Tags

Compute Farms @ CLASSE

  • CLASSE has 20+ years of experience with batch queuing systems.
  • Initially used for high-energy physics:
    • CLASSE was host laboratory for the CLEO Collaboration:
      • 1979-2012, 200+ individuals / 20+ institutions (peak).
    • Early 1990's: 200+ node Solaris farm for simulations and data analysis.
      • Decommissioned in 2013-14.
  • Currently, 60-node Linux compute farm with approximately 400 cores.
    • Single threaded jobs
    • MPI parallel jobs
    • Multi-process or multi-node jobs
    • Interactive graphical jobs
    • GPU jobs (CUDA)
    • Used for:
      • Electron cloud, photocathode, SRF simulations
      • Theorists: parallel mathematica jobs, etc.

Batch Queuing Basics

  • Cluster of high-performance compute nodes:
    • In general, farm nodes are faster and have more memory than contemporaneous desktops.
    • All nodes run 64-bit Scientific Linux 7 (SL7).
  • Job scheduling software (Son of Grid Engine) provides equitable access.
    • Avoids resource contention.
    • Ensures jobs are executed on nodes with adequate resources.
  • Compute nodes are logically identical to all other CLASSE SL7 desktops/servers:
    • Same operating system and software stack.
    • Same access to all centralized resources (file systems, users/groups, environments, etc.).
    • Code developed on any CLASSE SL7 system can run on all other CLASSE SL7 systems.
  • Documentation: https://wiki.classe.cornell.edu/Computing/GridEngine.
  • A powerful tool, especially when coupled with 500+ TB of central disk storage.

Configuration

  • Queues, projects, and limits created and tuned as necessary.
  • Current settings:
    • Maximum of 60 simultaneously running jobs per user
      • Unlimited number of queued jobs
    • 48-hour wall clock time limit
    • Maximum of 24GB memory per batch job
    • Maximum of 64GB memory per interactive job
  • Numerous options for job submission, such as:
    • Memory requirements
    • Output locations
    • Email notifications
    • Nodes to use
    • Etc.

Current Hardware

  • Most recent deployments in compute farm:
    • Four IBM x3550 M4's with two 6-core 2.30GHz Xeon E5-2630's and 128GB DDR3 (left).
    • The IBM Flex System Enterprise (right):
      • Very flexible node configuration: up to four processors per node, flexible memory configuration, GPU's, 40Gb upgrades, etc.
x3550M4.jpg 0.18B0.jpeg

Grid Engine Demonstration

See GridEngine.
  • How to submit standard shell scripts (qsub).
  • How to create custom grid engine scripts that specify memory and CPU requirements, specify output directory, etc.
  • How to submit parallel jobs, and explanation of what parallel jobs are.
  • Submit simple batch job, seeing it in the queue, and then receiving email of results.
  • Submit interactive job (qrsh), for example Matlab benchmark.

Sample qsub Script

# Set script linux shell - "bash" is recommended
#$ -S /bin/bash

# Name of queued job and output files
#$ -N regression_tests_demo

# Send successful job completion message to this email address
#$ -m e -M defalco@cornell.edu

# To make sure that the .e and .o file arrive in the working directory
#$ -cwd

# Put farm node name and start timestamp in log file 
echo -e "\nOn $HOSTNAME, Starting at: " `date` "\n"
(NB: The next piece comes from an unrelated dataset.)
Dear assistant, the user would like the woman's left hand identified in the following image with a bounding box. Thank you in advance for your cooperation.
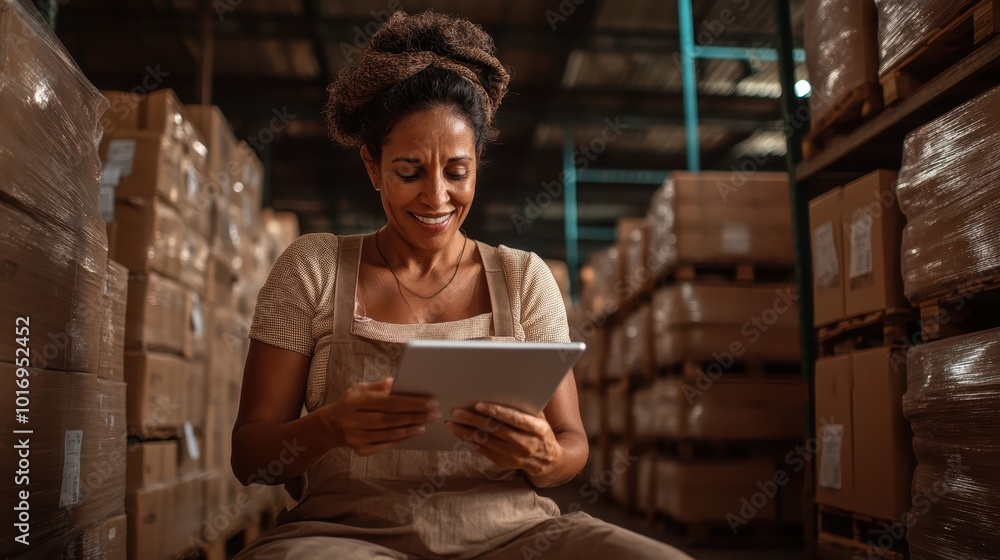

# Initalize your runtime environment
. /nfs/acc/libs/cesr/cesr_online.bashrc

# Move into directory to run the executable, if necessary
cd /nfs/acc/user/amd275/sge_demo/regression_tests

# Executable to run
./scripts/run_tests.py 

# Put farm node name and end timestamp in log file 
echo "On $HOSTNAME, Done at: " `date`

Job Submission Tips & Guidelines

  • General purpose login node lnx201.classe.cornell.edu
    • Log in with your CLASSE credentials and submit jobs.
  • Output and error logs are written to your home directory.
    • Contains name of node where the job ran.
  • Do not SSH into farm nodes directly.
    • Diverts resources from legitimately queued jobs.
    • Instead, launch interactive session through queuing system (qrsh).
    • For a specific node (e.g. to check CPU/memory usage): qrsh -q all.q@lnx326
  • For I/O bound processes:
    • Write temporary files to /tmp (local to each compute node) to avoid network latency.
    • At end of job, copy or rsync files to central storage.
    • Files in /tmp are automatically cleaned up periodically.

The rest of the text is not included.